The Trades Union Congress, the UK’s trade union federation, welcomed the proposal but insists that it’s just a first step. The TUC continues to press for more extensive corporate governance reforms that would give employees a greater role in decision-making, TUC General Secretary Frances O’Grady tells the Guardian:

“Fat-cat bosses are masters of self-justification and shrugging off public outcry. New rules are needed to make sure they change. We need guaranteed places for worker representatives on boardroom pay committees. That would bring a bit of common sense and fairness to decision-making when boardroom pay packets are approved,” she said.

In late 2016, Prime Minister Theresa May had proposed adding worker representatives to boards, but walked back that proposal, later saying employee representation would be encouraged, but not mandated.

Assuming it goes ahead, the UK’s pay ratio disclosure rule will face many of the same questions its American counterpart has: How do companies determine that average employee, for example, and how do various forms of compensation like equity and benefits factor into their calculation of the CEO’s salary?
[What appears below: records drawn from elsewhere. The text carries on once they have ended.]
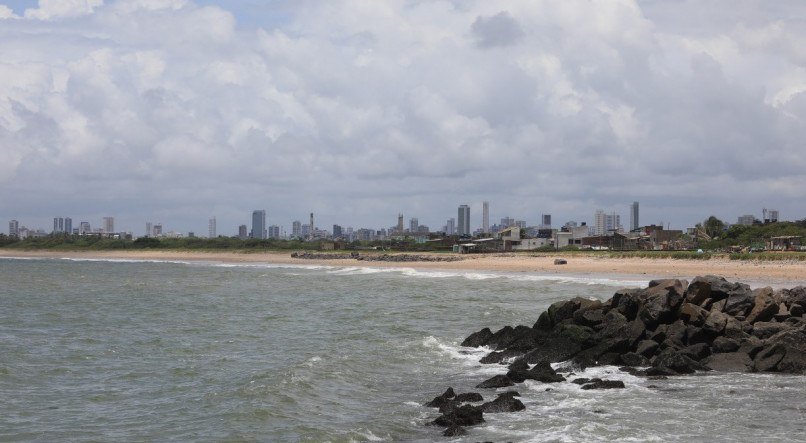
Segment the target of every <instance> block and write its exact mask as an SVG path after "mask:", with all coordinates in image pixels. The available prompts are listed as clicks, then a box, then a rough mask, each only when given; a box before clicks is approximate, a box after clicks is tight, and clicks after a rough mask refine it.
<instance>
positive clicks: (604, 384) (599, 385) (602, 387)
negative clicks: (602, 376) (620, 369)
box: [582, 380, 624, 390]
mask: <svg viewBox="0 0 806 443" xmlns="http://www.w3.org/2000/svg"><path fill="white" fill-rule="evenodd" d="M582 389H585V390H588V389H624V382H623V381H621V380H599V381H596V382H592V383H588V384H586V385H583V386H582Z"/></svg>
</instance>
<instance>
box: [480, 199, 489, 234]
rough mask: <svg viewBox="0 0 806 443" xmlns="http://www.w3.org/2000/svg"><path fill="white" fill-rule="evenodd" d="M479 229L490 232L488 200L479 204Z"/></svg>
mask: <svg viewBox="0 0 806 443" xmlns="http://www.w3.org/2000/svg"><path fill="white" fill-rule="evenodd" d="M481 230H482V231H484V232H490V202H484V203H482V204H481Z"/></svg>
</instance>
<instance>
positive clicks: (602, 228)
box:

The US rule only requires companies to publish the CEO’s base salary, discounting the majority of top-earning CEOs’ income, which comes from capital gains on the stock they own. This has raised questions about how useful the rule will really be to investors in understanding if their portfolio companies are rewarding their chief executives appropriately.

In these regards, the UK government and employers in that country may benefit from the lessons learned in the US, but each company affected by the rule will still have to figure out how to manage its employees’ reactions. Employees don’t necessarily mind that their CEO earns a lot more than they do, but publishing a median employee salary instantly tells half your workforce that their pay is “below average,” and they will want to know why they earn less than their colleagues. In light of that, the requirement that companies explain their pay ratios as well as disclosing them may be redundant in many cases, as employers will often feel compelled to give an explanation to their employees and shareholders anyway.